As the crow—or parrot—flies, the nearest place where all six species live in the same overlapping habitats would be about 500 kilometers away across the Andes Mountains. According to Capriles and his colleagues, however, a complex network of trade routes probably sourced parrots from several different places, some up to 900 kilometers away. That’s about a two- or three-month trip one way, based on modern indigenous people’s experience.

Ancient DNA from the Atacama parrots supports the idea of complex, constantly flowing trade networks. Archaeologists have also found the remains of tropical parrots at the Chaco Canyon site in New Mexico, but those birds all seem to have come from the same fairly small population. That suggests that the rich and powerful at Chaco Canyon imported a single breeding colony of parrots on just one trip.

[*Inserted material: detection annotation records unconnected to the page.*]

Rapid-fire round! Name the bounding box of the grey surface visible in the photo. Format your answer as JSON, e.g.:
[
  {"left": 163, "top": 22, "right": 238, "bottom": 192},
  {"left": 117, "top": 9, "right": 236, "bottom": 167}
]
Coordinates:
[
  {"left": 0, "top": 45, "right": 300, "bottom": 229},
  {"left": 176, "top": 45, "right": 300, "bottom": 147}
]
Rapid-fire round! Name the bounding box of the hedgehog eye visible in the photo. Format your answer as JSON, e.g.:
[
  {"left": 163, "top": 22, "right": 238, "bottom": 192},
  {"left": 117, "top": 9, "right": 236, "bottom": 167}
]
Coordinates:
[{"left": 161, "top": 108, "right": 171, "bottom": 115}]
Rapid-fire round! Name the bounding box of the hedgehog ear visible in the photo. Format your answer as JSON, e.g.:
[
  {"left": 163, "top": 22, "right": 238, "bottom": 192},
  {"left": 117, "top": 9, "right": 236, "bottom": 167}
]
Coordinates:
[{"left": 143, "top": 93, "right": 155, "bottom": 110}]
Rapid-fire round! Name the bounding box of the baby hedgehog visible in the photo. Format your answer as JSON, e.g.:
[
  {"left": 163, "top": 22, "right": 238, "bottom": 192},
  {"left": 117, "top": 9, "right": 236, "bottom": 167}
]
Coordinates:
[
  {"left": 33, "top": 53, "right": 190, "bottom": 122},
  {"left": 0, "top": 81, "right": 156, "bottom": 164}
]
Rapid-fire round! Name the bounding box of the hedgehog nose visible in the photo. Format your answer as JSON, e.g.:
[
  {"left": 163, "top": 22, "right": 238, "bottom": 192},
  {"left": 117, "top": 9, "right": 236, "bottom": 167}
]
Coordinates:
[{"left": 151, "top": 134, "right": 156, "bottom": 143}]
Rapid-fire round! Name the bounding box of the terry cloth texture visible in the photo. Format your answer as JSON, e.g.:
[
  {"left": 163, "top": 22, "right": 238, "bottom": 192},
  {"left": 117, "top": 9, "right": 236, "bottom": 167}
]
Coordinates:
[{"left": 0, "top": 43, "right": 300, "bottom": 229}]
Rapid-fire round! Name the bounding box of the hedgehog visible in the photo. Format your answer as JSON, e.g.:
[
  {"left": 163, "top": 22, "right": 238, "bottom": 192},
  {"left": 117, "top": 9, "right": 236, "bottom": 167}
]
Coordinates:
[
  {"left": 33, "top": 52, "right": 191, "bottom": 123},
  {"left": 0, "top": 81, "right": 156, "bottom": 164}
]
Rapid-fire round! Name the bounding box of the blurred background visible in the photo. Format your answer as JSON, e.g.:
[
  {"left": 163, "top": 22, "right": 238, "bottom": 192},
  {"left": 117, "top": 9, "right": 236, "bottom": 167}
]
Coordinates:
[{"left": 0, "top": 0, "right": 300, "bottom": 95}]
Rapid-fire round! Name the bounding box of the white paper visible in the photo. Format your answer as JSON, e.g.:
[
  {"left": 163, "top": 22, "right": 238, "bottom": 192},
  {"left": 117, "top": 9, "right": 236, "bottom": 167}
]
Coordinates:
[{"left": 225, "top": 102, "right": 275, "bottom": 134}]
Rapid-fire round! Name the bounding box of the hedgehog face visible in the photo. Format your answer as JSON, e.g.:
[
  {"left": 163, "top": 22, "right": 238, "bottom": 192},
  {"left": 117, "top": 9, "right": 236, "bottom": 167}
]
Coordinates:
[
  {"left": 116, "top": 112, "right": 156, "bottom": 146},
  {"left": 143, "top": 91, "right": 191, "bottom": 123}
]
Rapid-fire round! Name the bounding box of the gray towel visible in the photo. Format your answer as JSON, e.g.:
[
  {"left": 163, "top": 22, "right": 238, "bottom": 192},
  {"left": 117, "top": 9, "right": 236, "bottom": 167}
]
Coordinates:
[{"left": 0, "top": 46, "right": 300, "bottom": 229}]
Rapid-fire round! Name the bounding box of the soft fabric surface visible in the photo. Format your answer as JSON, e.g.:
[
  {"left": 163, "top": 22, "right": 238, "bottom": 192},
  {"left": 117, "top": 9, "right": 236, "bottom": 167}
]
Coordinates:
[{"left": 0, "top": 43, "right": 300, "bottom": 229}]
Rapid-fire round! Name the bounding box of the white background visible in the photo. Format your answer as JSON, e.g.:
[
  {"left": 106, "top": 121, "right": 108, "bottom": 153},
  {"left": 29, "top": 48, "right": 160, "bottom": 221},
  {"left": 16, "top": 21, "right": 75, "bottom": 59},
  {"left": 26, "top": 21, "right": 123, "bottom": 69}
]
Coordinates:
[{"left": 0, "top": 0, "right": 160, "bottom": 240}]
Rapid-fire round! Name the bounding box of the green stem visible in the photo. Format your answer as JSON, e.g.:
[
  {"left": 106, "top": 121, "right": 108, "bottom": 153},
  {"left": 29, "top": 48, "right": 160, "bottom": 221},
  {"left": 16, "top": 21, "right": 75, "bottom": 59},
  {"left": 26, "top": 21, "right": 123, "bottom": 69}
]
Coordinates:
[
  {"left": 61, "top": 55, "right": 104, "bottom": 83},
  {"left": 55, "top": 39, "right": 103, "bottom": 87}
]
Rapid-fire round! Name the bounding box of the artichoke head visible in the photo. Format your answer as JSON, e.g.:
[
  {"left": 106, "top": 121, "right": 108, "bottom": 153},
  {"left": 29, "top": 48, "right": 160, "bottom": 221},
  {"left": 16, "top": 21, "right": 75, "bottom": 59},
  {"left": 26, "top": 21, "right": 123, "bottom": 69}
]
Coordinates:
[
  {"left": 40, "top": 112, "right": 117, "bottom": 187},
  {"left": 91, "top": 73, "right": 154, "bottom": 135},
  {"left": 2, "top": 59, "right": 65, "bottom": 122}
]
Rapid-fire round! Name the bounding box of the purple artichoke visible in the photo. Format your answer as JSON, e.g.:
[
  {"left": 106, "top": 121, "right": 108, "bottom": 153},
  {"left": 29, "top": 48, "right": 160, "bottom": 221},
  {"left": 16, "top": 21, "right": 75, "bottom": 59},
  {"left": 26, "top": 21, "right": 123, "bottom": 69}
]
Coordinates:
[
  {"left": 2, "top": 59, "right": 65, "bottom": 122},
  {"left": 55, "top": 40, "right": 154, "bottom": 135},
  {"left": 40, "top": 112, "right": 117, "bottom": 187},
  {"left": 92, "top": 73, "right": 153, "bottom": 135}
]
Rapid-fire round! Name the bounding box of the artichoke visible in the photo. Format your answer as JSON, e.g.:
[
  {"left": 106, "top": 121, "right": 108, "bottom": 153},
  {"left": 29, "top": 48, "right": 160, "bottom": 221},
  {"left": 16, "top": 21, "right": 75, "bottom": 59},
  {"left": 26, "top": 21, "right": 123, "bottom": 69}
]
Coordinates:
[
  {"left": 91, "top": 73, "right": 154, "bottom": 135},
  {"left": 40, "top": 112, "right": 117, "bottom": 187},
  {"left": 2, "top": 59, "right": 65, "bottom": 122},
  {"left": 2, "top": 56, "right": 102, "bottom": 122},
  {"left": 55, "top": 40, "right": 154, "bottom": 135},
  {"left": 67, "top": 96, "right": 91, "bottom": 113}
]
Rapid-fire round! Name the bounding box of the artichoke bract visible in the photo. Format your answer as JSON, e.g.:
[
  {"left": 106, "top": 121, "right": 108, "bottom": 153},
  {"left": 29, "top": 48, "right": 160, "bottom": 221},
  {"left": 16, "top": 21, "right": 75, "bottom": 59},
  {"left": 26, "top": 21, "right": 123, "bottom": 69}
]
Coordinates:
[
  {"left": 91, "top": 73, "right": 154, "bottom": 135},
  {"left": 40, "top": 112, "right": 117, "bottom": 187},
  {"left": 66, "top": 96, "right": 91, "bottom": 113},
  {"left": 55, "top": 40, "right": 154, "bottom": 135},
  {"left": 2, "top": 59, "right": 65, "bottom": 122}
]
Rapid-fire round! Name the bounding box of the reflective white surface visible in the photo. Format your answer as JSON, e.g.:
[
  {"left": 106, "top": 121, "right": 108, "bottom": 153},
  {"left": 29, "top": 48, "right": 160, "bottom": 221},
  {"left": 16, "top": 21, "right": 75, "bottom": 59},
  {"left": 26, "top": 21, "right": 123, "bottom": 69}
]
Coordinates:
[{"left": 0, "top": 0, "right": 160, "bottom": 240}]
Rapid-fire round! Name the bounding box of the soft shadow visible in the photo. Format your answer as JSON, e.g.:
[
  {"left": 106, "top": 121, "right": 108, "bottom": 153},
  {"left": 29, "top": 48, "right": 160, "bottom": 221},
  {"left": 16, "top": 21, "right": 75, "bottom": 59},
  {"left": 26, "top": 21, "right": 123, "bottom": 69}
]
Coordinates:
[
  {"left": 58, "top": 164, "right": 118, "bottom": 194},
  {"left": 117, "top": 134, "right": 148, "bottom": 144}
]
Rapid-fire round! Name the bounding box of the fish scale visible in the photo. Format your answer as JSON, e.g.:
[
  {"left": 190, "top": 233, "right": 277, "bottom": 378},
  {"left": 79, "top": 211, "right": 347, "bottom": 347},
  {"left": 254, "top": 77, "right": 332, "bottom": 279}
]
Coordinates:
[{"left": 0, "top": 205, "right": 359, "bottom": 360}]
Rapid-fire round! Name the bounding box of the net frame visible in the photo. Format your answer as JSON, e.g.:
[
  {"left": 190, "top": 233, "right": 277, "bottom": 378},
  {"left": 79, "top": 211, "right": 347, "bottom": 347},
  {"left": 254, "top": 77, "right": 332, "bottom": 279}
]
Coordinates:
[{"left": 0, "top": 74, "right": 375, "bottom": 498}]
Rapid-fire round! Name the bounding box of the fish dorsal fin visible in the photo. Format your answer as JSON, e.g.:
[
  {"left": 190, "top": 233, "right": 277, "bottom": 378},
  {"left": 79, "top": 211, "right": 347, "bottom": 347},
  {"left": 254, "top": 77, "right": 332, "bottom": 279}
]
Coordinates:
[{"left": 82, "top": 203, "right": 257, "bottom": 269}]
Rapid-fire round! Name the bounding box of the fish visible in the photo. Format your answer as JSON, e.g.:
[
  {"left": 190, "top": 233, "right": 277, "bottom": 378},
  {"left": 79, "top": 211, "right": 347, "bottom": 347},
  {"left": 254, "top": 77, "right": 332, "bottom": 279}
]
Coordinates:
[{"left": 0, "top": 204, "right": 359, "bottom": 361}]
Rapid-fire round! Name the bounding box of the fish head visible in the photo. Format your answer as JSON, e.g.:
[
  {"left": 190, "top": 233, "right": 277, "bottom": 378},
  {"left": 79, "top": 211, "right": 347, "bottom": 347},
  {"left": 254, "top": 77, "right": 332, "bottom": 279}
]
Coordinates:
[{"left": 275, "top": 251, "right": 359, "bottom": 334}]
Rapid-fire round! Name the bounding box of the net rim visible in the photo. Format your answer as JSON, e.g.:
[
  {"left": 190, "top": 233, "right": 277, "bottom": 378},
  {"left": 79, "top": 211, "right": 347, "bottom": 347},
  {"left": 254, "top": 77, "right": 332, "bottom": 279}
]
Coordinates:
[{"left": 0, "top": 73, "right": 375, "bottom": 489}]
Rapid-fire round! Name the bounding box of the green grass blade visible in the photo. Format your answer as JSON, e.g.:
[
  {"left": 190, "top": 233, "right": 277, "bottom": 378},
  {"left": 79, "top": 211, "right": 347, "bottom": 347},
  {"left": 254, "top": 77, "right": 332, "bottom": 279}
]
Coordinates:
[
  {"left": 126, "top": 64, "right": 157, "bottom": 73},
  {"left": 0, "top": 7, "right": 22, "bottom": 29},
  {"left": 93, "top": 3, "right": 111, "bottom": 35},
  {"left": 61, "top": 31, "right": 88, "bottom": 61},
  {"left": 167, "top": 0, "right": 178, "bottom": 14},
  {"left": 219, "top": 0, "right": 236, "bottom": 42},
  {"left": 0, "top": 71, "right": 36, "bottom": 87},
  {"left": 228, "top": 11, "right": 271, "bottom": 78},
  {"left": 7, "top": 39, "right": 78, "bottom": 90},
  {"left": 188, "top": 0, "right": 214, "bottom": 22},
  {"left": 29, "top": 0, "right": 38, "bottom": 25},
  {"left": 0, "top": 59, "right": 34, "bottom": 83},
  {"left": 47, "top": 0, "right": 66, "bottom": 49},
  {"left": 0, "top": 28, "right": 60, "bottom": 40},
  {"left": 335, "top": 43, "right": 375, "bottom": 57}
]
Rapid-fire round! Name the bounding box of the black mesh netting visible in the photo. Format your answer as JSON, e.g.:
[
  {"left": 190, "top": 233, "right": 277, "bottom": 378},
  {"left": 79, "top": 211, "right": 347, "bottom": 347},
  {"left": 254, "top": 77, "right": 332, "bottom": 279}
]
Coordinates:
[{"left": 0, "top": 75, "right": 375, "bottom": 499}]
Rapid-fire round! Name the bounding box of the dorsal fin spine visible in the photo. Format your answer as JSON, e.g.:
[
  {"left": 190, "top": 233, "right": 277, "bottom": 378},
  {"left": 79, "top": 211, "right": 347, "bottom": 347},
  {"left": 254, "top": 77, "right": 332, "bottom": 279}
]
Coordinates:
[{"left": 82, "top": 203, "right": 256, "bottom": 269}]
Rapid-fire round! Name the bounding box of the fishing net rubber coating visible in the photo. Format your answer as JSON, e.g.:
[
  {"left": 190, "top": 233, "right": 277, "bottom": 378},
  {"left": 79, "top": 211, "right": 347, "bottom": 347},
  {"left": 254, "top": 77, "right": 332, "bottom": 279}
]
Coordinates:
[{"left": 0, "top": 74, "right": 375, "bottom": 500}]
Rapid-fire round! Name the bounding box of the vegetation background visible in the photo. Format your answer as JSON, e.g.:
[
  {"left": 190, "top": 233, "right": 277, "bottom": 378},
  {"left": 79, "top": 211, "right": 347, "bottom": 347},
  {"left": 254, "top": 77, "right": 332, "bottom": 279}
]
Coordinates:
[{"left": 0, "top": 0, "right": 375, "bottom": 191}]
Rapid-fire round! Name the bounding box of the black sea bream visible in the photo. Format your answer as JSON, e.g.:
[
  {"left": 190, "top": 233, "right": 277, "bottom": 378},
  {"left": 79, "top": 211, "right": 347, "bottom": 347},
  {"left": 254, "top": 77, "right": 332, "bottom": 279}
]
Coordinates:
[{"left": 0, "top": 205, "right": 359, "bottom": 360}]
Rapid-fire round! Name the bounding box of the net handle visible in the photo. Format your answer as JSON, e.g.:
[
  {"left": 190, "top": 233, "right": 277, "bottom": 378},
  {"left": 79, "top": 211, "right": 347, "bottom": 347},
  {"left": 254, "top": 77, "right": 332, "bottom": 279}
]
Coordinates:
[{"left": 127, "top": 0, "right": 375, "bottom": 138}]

But in the scattered oasis communities of the Atacama, archaeologists found several species of parrots. And even members of the same species showed an amount of genetic diversity that suggested they’d been sourced from several wild populations at different places and times. It’s not yet clear whether any of those wild-caught parrots were later used to breed new offspring once they crossed the Andes.

We still don’t know if caravans made the whole journey to the Amazon to fetch live parrots and bring them back to Inca territory or if live birds passed from hand to hand along a more complex trading network. But parrots are just one example of the trade in goods across hundreds of kilometers of rugged terrain. The networks stretched from the Amazon basin east to the Atacama and north to the southwestern US. Indigenous people in the Americas have maintained these far-flung networks since centuries before the rise of the Inca Empire, and in many places they still persist today.

PNAS, 2021 DOI: 10.1073/pnas.2020020118  (About DOIs).